ロレックス デイトナ Ref.126500LNは、2023年に登場した最新世代のステンレスデイトナとして市場の注目を一気に集めたモデルです。セラクロムベゼルの刷新や細かなケースバランスの調整など、見た目の印象は大きく変わらないものの、完成度がさらに高められた世代として評価されています。ただし、新型デイトナは“常に売り時が明確なモデル”ではなく、相場の読み方が難しい型番でもあります。なぜなら、126500LNは発売直後のプレミア評価と市場成熟後の安定評価の両方を経験する過渡期モデルだからです。本記事では、126500LNの市場ポジション、売却タイミングの考え方、実際の査定現場で感じる売り時の判断軸を整理し、「今売るべきか迷っている方」が判断しやすいように解説します。

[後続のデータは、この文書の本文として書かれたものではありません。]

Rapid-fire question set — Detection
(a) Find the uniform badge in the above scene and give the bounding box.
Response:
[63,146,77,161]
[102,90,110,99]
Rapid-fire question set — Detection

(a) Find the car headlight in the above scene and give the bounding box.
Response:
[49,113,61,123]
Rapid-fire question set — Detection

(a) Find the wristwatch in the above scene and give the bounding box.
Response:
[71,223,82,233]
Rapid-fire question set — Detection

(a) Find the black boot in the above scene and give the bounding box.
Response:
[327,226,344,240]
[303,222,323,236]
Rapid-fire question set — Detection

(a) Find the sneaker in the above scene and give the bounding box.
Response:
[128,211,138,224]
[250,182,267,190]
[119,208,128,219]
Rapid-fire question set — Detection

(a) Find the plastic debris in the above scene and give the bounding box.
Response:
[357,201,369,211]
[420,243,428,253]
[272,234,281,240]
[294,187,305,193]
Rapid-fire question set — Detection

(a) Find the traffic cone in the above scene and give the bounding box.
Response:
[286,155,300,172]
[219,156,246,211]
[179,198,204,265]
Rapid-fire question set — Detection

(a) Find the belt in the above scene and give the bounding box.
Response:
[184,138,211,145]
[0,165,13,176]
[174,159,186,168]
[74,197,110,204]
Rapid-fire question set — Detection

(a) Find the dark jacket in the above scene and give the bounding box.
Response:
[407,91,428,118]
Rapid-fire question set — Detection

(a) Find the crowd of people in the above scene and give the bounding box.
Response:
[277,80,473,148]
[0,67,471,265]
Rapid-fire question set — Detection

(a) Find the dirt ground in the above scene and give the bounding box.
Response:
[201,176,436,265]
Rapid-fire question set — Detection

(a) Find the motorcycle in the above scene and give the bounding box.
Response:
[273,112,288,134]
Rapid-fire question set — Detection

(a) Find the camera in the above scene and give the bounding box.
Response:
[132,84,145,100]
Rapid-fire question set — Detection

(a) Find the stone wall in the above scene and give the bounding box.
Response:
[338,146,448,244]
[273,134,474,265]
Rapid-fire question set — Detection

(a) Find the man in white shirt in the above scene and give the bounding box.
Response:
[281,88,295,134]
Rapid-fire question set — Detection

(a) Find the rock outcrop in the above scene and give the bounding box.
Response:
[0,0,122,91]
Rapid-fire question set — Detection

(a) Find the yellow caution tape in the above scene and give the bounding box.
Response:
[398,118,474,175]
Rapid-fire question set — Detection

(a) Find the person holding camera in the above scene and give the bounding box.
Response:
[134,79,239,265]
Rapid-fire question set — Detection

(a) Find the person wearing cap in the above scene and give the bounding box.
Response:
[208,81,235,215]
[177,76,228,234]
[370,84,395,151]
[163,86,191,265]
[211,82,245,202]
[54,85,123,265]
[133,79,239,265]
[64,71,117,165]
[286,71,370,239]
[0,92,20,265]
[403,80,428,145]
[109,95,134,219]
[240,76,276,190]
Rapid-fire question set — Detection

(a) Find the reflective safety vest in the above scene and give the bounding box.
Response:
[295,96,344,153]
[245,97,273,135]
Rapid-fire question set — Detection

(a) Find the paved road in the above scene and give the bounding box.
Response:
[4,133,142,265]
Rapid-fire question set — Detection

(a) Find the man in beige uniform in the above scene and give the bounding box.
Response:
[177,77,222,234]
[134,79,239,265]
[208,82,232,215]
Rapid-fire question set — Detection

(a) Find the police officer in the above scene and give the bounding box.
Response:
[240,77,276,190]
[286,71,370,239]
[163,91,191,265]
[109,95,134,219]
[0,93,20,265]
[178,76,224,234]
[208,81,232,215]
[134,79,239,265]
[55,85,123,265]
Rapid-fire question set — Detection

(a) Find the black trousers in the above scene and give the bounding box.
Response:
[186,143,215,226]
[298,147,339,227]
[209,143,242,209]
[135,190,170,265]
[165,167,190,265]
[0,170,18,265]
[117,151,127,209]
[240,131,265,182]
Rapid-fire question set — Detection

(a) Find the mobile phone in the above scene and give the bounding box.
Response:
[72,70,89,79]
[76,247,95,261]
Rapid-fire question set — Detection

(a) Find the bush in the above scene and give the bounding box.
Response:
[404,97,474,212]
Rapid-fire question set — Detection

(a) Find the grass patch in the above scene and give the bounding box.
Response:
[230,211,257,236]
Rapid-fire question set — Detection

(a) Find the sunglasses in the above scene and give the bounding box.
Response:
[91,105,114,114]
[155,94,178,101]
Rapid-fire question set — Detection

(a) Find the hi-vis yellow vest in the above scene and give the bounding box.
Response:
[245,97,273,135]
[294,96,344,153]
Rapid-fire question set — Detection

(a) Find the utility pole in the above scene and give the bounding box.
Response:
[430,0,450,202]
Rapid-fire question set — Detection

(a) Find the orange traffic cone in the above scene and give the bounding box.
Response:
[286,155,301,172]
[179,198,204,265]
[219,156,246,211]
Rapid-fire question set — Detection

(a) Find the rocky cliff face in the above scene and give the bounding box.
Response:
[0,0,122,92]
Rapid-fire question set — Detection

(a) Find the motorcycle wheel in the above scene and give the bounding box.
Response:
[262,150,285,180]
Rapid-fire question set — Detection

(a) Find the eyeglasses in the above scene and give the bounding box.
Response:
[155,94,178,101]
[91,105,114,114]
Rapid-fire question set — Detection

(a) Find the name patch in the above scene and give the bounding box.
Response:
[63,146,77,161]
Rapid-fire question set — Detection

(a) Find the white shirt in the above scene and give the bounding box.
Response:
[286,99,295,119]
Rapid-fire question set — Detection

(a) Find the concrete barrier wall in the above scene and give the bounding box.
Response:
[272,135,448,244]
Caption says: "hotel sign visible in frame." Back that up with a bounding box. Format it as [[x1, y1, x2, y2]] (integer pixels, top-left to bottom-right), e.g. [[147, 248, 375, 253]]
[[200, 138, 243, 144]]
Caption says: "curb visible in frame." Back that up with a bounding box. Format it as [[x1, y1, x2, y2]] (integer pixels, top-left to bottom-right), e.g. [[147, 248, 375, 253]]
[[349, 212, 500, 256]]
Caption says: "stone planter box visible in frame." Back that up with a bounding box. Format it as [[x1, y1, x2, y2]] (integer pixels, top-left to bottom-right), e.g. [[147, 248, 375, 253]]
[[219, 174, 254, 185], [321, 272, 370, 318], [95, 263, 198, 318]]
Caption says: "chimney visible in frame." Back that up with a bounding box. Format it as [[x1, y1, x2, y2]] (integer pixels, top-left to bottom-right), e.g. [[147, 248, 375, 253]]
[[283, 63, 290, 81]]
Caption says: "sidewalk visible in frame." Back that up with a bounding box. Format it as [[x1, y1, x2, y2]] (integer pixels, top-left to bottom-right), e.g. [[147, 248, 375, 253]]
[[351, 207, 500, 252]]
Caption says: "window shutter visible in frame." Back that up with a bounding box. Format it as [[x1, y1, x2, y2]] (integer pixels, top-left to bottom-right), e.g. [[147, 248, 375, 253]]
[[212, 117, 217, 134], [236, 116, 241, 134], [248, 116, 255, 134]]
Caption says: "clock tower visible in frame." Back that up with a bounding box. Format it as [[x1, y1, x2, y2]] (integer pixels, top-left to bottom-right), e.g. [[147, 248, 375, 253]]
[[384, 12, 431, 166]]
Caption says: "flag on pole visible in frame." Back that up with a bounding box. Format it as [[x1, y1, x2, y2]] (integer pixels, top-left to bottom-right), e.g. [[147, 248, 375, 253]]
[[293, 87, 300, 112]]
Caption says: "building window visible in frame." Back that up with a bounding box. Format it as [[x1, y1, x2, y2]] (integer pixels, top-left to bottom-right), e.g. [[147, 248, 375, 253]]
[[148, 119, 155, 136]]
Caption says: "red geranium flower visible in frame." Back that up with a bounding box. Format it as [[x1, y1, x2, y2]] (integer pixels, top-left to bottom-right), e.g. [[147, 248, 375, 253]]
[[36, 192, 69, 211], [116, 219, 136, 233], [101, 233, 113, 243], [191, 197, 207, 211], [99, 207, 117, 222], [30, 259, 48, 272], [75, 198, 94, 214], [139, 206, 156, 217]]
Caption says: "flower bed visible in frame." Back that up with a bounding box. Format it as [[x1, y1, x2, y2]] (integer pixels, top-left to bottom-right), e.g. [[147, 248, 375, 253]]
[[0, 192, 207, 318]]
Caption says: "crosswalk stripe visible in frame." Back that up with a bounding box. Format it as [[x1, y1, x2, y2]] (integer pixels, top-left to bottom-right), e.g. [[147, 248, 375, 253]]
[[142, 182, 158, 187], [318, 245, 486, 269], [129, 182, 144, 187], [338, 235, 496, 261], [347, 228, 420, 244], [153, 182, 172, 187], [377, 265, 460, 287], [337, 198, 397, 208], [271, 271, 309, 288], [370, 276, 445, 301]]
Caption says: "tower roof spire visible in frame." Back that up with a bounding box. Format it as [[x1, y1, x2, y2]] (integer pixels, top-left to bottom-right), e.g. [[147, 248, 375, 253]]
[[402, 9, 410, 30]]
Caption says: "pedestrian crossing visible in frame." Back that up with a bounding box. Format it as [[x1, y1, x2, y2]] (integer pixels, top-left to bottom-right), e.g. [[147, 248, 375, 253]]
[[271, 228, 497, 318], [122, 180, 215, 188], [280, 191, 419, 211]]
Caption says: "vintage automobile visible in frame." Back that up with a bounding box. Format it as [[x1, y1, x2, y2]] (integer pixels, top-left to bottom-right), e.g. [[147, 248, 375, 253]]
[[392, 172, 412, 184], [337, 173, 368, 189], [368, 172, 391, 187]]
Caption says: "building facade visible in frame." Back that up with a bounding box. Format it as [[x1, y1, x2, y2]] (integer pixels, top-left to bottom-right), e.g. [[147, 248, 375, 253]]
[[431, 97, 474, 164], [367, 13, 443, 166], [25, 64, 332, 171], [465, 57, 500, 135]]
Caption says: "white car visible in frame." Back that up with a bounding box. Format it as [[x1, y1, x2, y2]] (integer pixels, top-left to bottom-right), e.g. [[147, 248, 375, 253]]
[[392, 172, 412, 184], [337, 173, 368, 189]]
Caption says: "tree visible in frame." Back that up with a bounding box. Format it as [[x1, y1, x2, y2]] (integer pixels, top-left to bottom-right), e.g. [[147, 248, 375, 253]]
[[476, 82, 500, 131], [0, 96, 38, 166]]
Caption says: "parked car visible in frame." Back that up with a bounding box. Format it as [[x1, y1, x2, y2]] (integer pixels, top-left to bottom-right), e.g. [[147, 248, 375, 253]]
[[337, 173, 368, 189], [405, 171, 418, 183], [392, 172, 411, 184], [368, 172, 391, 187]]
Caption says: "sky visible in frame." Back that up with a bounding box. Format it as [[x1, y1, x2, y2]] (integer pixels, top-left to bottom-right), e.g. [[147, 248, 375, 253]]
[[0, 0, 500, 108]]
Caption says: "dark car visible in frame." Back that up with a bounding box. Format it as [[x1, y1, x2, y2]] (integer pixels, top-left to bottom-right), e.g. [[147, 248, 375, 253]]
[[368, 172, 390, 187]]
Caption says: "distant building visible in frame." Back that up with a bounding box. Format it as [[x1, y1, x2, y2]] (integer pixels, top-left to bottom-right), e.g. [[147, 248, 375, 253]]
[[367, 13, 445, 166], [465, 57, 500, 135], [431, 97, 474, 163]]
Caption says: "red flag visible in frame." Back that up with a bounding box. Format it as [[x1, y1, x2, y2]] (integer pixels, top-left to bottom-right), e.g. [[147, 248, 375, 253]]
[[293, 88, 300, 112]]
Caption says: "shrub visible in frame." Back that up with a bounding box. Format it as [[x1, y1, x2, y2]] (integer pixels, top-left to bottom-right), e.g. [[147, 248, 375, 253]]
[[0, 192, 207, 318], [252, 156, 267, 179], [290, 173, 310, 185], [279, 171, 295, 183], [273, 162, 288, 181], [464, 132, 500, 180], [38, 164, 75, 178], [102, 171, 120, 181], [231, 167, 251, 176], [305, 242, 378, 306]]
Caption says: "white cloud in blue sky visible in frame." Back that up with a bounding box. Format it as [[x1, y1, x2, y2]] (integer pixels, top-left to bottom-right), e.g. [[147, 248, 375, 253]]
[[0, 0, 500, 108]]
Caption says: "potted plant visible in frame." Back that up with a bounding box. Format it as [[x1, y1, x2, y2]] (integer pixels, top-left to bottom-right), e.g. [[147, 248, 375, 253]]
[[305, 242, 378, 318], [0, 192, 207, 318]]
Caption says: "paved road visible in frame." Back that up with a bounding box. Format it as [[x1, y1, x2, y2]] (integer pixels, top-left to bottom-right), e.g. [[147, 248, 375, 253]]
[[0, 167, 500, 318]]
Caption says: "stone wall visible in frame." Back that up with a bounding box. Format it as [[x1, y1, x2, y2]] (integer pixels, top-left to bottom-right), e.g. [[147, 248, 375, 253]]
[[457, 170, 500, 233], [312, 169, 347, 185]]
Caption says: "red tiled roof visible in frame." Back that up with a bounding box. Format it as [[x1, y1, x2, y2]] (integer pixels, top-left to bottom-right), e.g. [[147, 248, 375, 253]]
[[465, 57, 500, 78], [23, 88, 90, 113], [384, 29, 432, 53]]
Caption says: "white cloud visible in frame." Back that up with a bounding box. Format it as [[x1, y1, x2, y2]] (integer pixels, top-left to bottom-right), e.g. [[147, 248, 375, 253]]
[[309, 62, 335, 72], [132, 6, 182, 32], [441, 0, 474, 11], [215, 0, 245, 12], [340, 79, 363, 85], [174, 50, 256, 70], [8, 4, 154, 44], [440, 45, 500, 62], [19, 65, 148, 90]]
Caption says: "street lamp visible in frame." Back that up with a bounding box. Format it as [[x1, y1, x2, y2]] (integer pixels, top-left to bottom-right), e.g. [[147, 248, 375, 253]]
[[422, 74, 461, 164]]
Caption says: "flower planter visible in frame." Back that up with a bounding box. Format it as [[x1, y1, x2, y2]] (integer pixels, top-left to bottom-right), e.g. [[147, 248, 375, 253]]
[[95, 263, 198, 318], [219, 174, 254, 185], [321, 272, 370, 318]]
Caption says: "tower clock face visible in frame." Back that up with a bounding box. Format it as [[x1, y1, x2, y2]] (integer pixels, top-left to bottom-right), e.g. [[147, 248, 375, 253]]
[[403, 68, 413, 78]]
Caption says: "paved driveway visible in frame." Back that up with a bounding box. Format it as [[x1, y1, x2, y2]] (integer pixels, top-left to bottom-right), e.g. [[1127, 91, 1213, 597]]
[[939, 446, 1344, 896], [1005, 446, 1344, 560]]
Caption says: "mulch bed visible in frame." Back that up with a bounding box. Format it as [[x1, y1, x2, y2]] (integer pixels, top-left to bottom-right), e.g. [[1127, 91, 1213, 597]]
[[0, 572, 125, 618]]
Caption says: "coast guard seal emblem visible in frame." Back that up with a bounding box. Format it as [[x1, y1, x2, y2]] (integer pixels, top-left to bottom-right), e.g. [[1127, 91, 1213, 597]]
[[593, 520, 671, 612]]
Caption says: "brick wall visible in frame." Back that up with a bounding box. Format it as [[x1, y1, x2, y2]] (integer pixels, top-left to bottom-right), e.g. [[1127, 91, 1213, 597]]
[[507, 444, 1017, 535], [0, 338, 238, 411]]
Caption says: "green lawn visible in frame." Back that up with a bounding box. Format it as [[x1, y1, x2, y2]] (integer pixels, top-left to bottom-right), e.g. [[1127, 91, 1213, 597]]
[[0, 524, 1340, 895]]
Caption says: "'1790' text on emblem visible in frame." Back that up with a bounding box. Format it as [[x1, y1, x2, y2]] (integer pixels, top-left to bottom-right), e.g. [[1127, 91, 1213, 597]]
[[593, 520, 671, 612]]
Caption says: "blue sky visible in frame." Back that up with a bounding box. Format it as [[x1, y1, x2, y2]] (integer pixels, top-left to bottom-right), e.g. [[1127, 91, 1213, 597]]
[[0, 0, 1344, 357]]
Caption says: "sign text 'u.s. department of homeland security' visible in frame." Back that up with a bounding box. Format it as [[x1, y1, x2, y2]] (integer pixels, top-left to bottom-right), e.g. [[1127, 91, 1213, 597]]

126500LNは“プレミア直後モデル”という特殊な立ち位置

126500LNの最大の特徴は、新型でありながらすでにプレミア市場を経験している点です。ロレックスの新型スポーツモデルは発売直後に相場が跳ねやすい傾向がありますが、126500LNも例外ではなく、流通初期は供給不足による評価上振れが見られました。ただし重要なのは、このプレミアが“構造的な希少性”ではなく、“供給初期特有の価格形成”である点です。つまり、時間経過とともに価格が落ち着く可能性を前提に考える必要があります。査定現場でも、新型ロレックスは「高いうちに売るか」「安定するまで持つか」で判断が分かれやすく、126500LNはまさにその典型と言えるモデルです。

発売直後〜現在までの相場の流れ

発売初期:供給不足による評価上振れ

流通開始直後の126500LNは、情報量の少なさと供給の少なさが重なり、相場が不安定になりやすい時期でした。購入できた人自体が限られていたため、二次流通では希少性が強調されやすく、プレミア価格での取引も見られました。ただしこの時期の価格は“実力値”というより“初期需給”で決まる部分が大きく、長期的な評価とは分けて考える必要があります。

流通拡大期:価格の整理が始まるフェーズ

流通量が増え始めると、相場は徐々に現実的なレンジへ収束していきます。これはロレックスの新型に共通する流れで、126500LNも例外ではありません。プレミアが剥がれるというより、“評価が適正化される”感覚に近く、売り急いだ個体と長期保有個体の価格差が見え始めるタイミングでもあります。このフェーズでは、売り時判断が最も難しくなります。なぜなら、短期利益は取りにくくなる一方、長期価値がまだ見え切らないからです。

現在:新型としての評価が固まり始めた段階

現在の126500LNは、“新型プレミアモデル”から“定番化途中モデル”へ移行しつつある段階にあります。つまり、極端な上振れも下振れも起きにくく、相場が落ち着き始めるタイミングです。この状態は売却判断において重要で、「高値天井を狙うモデル」から「安定資産モデル」へ変わる分岐点とも言えます。ここをどう捉えるかで売却判断が変わります。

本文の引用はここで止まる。